Kanzlerin Angela Merkel berät mit Premierministerin Theresa May in Berlin über den EU-Austritt – und spricht sich im Anschluss für mehr Flexibilität der Europäer aus. Derweil bereiten die Brexiteers auf der britischen Insel die Revolte vor.

Berlin - Theresa Mays Bemühungen um einen Brexit-Aufschub und einen Deal mit der Labour-Partei haben in ihrer eigenen Partei weithin Empörung ausgelöst – und zu erneuten Forderungen nach einem Sturz der Premierministerin geführt.   Viele Brexit-Befürworter fühlen sich „vollkommen verraten“. Sie dringen, weil sie um „ihren“ Brexit fürchten, auf eine sofortige Ablösung Mays durch einen „echten Brexiteer“.   Hardliner der Tory-Rechten haben alle May-Gegner in der Unterhausfraktion aufgefordert, mit einer Flut schriftlicher Misstrauens-Bekundungen zu demonstrieren, dass May keine Fraktionsmehrheit mehr hinter sich hat.

Offiziell können die rebellierenden Abgeordneten die Parteichefin vor Dezember nicht abwählen. Aber der Koordinator der Hinterbänkler, Sir Graham Brady, hat May die Stimmung bereits „kundgetan“. Bei der jüngsten Zusammenkunft der Hinterbänkler wurde offenbar eine Stunde lang über Mays Abwahl diskutiert – ohne eine Lösung.   Auch einzelne Minister aus dem Anti-EU-Lager beginnen mittlerweile die Geduld mit May zu verlieren. Nach der jüngsten Kabinettssitzung hieß es, die für parlamentarische Angelegenheiten zuständige Ministerin Andrea Leadsom habe May „glühend vor Zorn“ zur Rede gestellt.   Am Dienstag sagte Leadsom, sie erwarte, dass May bei ihrem Berlin-Trip die Kanzlerin Angela Merkel zu einer Neuverhandlung des Austrittsvertrags auffordere.

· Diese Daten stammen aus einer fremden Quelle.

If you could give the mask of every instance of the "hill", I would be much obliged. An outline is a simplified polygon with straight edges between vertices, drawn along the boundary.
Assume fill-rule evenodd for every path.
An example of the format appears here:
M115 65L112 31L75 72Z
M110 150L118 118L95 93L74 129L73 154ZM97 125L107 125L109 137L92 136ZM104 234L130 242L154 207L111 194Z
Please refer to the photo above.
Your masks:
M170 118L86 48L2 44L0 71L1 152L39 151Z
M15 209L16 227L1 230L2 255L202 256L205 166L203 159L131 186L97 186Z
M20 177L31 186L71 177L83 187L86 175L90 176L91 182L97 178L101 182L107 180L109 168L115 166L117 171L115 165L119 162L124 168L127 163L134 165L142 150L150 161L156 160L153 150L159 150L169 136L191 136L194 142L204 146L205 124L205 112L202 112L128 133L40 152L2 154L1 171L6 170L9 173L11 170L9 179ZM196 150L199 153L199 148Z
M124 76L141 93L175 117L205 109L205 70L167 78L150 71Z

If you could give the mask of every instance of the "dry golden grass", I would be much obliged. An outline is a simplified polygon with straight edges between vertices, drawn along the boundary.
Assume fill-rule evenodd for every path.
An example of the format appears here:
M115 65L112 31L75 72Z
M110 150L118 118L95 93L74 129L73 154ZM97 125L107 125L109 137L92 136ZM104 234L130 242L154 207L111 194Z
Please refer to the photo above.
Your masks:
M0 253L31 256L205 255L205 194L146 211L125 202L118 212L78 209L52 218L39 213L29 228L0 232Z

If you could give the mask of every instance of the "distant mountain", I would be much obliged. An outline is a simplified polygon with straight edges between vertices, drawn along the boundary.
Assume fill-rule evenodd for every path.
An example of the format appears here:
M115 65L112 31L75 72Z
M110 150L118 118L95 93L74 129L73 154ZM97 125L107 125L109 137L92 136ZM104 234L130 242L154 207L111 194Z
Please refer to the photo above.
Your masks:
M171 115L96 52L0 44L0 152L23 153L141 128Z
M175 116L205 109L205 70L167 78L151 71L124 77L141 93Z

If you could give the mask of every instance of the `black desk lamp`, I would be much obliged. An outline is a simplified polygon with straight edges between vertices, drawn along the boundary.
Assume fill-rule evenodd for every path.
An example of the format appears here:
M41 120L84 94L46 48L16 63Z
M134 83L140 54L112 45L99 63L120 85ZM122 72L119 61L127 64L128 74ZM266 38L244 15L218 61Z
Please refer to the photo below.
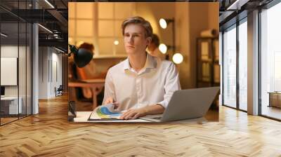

Zitterpartie vor der Europawahl

Dazu kam es offenbar nicht. Die deutsche Regierungschefin hält allerdings eine Verschiebung des britischen EU-Austritts bis Ende 2019 oder Anfang 2020 für möglich, wie sie nach dem eineinhalbstündigen Treffen mit May im Kanzleramt sagte. Beim EU-Sondergipfel zum Brexit an diesem Mittwoch werde es um eine „Flextension“-Erweiterung des Austrittstermins gehen, sagte Merkel am Dienstag Teilnehmern zufolge in einer Sitzung der Unionsfraktion. Derzeit ist der EU-Austritt für diesen Freitag vorgesehen. Dies wollen beide verhindern. Merkel sagte demnach, welches Ergebnis der Sondergipfel in Brüssel bringe, sei noch nicht absehbar. Sie sehe aber die Chance, dass der Brexit-Termin verlängert werde. Eine solche Lösung werde dann flexibel gestaltet.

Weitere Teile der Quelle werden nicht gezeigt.